According to the exhaust vane blade manufacturing method of the present invention,
It has been found that exhaust vane blades can be manufactured which have sufficient material strength without surface and internal defects, and which can omit finishing processes such as machining or polishing of shafts.

[0018]

According to the manufacturing method of the present invention, in manufacturing exhaust vane blades for a turbocharger for an automobile, automation is easy, the quality is stable, and the finishing step can be omitted. Therefore, productivity and manufacturing cost can be drastically improved, and this is an indispensable technique for mass production of exhaust vane blades.

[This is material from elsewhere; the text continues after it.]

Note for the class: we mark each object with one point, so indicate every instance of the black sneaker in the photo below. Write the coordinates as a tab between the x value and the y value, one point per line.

[Brief description of the drawings]

FIG. 1 is a process chart showing one embodiment of the present invention.

[Explanation of symbols]

 1: Exhaust vane blade 1a: Wing 1b: Shaft 2: Stainless steel plate (Material: SUS310S) 3: T-shaped material 4: Wing-based pressed product 5: Shaft-based pressed product 6: Intermediate product

──────────────────────────────────────────────────続 き Continued on the front page (51) Int.Cl. ⁷ Identification code FI Theme coat ゛ (Reference) F02B 39/00 F02B 39/00 U

Claims (4)

[Claims] 1. A method for manufacturing an exhaust vane blade having a shaft portion connected to a flat blade portion, wherein a metal material of stainless steel or heat-resistant steel is punched and then formed by cold forging. A method for manufacturing an exhaust vane blade for a supercharger for an automobile. 2. The manufacturing of an exhaust vane blade for a turbocharger for an automobile according to claim 1, wherein the exhaust vane blade is cold-forged at the same time as a part of a forming process. Method. 3. The exhaust gas for a turbocharger for an automobile according to claim 1, wherein burrs are removed by a trimming press process and dimensional accuracy is secured in a final stage of the cold forging. Manufacturing method of vane wing. 4. An exhaust vane blade having a cold-forged wing portion and a shaft portion, wherein the shaft portion is substantially as-forged. For exhaust vane wings.